Dayane Laet com TV Pajuçara | 29/08/19 - 10h35 - Atualizado em 29/08/19 - 10h35
Reprodução / TV Pajuçara

Familiares das mulheres que morreram no último dia 27 de julho depois que a embarcação em que estavam afundou no mar de Maragogi, Litoral Norte de Alagoas, foram ouvidos nessa quarta-feira (28), pela promotora da cidade, Francisca Paula, e no final da tarde pelo oficial da marinha que atua na Capitania dos Portos, já em Maceió.

No acidente, duas idosas morreram afogadas: Maria de Fátima Façanha da Silva, de 66 anos, e Lucimar Gomes da Silva, de 68 anos. E o inquérito já foi concluído, com o indiciamento do marinheiro por homicídio culposo, quando não se tem a intenção de matar. Mas o filho de dona Lucimar, Paulo, que falou em entrevista à TV Pajuçara, diz que a família quer que todos os envolvidos sejam ouvidos.

"No momento, apenas o marinheiro que conduzia a embarcação está sendo indiciado, mas e o dono da empresa?
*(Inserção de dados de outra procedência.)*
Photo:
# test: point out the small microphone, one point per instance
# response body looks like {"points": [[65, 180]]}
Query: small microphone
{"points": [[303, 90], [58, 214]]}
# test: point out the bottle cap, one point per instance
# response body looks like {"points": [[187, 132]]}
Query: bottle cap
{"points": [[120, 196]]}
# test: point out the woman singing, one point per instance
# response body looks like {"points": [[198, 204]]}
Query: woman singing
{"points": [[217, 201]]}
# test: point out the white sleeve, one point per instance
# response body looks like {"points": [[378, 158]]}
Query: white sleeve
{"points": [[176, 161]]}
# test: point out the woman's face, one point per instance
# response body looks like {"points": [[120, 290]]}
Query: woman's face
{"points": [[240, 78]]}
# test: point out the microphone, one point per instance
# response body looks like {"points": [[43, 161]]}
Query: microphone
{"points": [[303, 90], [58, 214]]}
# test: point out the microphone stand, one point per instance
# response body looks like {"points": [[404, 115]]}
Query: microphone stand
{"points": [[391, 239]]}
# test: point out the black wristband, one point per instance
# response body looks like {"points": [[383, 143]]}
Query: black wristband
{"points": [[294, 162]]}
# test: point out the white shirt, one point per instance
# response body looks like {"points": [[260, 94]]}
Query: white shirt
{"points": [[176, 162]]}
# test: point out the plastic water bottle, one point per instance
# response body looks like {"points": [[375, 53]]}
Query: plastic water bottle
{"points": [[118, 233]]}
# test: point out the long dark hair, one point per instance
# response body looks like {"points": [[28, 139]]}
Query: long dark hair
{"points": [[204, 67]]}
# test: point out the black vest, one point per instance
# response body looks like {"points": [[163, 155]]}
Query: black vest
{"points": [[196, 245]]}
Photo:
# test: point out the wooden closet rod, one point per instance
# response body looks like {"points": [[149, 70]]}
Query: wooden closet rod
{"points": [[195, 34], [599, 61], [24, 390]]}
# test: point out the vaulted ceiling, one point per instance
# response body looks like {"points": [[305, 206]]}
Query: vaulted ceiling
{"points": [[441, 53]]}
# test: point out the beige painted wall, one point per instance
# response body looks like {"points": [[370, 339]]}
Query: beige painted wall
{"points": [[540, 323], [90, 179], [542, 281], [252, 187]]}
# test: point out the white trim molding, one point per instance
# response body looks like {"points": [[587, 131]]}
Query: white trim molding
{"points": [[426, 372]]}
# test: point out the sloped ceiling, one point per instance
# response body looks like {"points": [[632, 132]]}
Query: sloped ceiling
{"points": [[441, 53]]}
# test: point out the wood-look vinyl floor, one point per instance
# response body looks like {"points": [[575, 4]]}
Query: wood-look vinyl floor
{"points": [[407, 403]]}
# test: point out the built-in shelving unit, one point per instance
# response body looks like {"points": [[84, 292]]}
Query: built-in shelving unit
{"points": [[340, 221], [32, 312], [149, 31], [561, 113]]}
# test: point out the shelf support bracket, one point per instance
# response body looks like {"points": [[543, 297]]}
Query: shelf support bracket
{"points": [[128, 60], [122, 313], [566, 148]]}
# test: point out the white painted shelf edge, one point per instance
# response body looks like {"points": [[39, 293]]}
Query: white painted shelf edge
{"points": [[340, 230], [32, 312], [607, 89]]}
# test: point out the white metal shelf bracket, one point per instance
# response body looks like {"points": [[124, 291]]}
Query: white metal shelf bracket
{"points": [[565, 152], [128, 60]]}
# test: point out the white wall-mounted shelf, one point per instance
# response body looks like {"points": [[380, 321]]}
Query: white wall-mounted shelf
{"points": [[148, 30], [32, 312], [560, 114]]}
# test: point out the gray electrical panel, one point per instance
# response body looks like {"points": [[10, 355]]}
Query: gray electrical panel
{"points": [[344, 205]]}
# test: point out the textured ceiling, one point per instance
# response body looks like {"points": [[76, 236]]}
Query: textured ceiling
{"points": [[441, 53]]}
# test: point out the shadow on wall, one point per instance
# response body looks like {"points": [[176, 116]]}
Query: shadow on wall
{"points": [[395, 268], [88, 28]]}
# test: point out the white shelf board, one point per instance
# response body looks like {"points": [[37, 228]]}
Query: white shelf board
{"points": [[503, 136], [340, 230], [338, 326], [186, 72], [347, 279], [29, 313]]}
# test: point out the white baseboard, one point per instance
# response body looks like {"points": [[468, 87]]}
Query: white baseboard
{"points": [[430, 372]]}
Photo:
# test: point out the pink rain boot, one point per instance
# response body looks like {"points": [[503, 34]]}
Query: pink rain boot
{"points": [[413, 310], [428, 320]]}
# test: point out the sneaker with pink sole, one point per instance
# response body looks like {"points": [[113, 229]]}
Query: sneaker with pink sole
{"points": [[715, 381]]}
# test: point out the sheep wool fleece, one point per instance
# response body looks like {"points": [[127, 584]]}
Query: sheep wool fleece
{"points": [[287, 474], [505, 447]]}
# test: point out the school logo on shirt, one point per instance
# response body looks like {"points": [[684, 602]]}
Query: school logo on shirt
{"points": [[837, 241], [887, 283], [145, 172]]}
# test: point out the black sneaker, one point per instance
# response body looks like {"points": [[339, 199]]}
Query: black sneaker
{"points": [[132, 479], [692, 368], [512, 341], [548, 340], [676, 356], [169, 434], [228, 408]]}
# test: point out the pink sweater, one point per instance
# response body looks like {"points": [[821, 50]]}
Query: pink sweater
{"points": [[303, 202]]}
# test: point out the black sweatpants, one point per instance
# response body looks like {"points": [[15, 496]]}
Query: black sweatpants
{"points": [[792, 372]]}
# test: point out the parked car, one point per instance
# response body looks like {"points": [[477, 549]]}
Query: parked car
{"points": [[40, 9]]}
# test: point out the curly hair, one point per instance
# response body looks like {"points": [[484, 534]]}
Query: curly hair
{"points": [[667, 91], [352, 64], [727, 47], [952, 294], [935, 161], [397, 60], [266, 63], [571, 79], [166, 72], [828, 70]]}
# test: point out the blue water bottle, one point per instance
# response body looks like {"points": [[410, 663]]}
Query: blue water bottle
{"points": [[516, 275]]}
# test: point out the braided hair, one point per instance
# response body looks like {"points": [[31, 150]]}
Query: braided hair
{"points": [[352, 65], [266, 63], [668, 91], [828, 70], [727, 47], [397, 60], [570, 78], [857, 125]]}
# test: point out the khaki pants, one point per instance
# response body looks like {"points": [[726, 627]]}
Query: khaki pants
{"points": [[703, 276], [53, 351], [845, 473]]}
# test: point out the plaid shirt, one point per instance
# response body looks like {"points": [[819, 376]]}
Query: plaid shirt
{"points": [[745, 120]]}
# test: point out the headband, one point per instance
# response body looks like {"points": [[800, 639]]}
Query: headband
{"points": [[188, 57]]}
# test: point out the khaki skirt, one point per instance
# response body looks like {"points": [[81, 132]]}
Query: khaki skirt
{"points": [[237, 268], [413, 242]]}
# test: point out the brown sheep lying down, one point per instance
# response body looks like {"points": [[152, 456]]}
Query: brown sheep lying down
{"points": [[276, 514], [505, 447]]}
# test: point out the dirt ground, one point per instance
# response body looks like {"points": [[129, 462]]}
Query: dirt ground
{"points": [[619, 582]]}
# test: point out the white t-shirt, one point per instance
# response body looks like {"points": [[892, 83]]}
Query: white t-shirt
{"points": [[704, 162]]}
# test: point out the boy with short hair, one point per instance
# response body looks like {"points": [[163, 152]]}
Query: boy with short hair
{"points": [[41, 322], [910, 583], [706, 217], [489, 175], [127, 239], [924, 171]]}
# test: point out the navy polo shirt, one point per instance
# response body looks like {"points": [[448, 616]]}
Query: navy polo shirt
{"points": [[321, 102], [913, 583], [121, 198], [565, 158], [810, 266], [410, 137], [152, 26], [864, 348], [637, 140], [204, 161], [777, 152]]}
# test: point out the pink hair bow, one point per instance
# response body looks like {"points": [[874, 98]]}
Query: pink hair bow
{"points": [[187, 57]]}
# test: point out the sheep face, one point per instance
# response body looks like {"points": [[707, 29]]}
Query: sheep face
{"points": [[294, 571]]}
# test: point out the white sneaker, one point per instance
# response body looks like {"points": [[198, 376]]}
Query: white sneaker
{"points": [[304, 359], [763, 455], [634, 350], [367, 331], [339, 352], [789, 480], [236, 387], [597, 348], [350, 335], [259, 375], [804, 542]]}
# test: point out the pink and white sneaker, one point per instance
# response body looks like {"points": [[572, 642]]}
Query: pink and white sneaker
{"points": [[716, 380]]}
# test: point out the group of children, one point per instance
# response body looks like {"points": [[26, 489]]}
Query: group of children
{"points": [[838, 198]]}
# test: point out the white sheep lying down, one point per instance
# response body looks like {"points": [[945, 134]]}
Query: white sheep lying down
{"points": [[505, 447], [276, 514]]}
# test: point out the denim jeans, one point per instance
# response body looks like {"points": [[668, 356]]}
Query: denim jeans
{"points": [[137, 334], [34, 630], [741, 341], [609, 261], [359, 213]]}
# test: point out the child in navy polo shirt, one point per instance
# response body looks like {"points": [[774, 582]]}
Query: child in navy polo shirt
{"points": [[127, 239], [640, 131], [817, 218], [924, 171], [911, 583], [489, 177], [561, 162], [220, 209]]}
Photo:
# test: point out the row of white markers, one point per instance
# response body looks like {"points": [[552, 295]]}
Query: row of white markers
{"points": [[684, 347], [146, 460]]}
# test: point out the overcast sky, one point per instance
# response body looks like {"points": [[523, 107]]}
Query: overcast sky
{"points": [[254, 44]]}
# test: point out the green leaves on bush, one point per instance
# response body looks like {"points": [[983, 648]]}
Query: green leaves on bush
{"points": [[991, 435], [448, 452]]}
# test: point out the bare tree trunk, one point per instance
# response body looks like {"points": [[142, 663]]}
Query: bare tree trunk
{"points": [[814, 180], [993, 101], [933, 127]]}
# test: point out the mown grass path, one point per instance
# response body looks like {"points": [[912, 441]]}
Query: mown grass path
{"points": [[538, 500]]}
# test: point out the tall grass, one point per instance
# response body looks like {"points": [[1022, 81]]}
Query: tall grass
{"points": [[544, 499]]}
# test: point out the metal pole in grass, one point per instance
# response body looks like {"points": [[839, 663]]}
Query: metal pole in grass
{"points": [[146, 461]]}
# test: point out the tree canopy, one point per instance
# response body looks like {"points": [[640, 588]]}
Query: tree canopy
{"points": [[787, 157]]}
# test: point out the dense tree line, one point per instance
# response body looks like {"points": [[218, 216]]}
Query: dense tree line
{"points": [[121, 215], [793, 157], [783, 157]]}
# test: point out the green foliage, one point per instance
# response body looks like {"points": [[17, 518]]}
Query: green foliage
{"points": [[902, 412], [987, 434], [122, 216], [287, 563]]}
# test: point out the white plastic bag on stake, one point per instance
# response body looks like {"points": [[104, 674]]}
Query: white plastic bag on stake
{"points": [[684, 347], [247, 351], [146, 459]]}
Não é preciso apurar isso e ouvir todos os envolvidos?", questionou. "É baseado nisso que clamamos por justiça, não por vingança. O que nos move é o amor que sentíamos por nossas mães", acrescentou, emocionado.

O acidente

A embarcação com 54 turistas e seis tripulantes deixou a costa de Maragogi ainda pela manhã do sábado (27), com o tempo relativamente bom, segundo testemunhas. Todos os ocupantes conseguiram se salvar sem ferimentos, com exceção das duas idosas. "Desejo que ninguém mais passe por isso, porque perder um ente querido no ciclo natural da vida já é doloroso, perder em uma tragédia então...  Não tem um dia em que eu não pense nela, que não sinta a dor da perda da minha mãe", lamentou. "Primeiro recebi uma mensagem dela dizendo que estava muito feliz em Maragogi. Depois de uns dias, recebi a ligação avisando do acidente. Não há palavras para descrever o que senti", relembrou.  

Dez pessoas da família de Paulo estavam no catamarã. A embarcação estava com a permissão municipal cancelada e era inapropriada para fazer passeios para as piscinas naturais, segundo confirmou ao TNH1 na época, o secretário municipal de Meio Ambiente de Maragogi, Gabriel Vasconcelos. De acordo com o secretário, cerca de 40 dias antes do acidente a embarcação foi multada pela Prefeitura em R$ 5 mil e fazia o serviço de forma clandestina.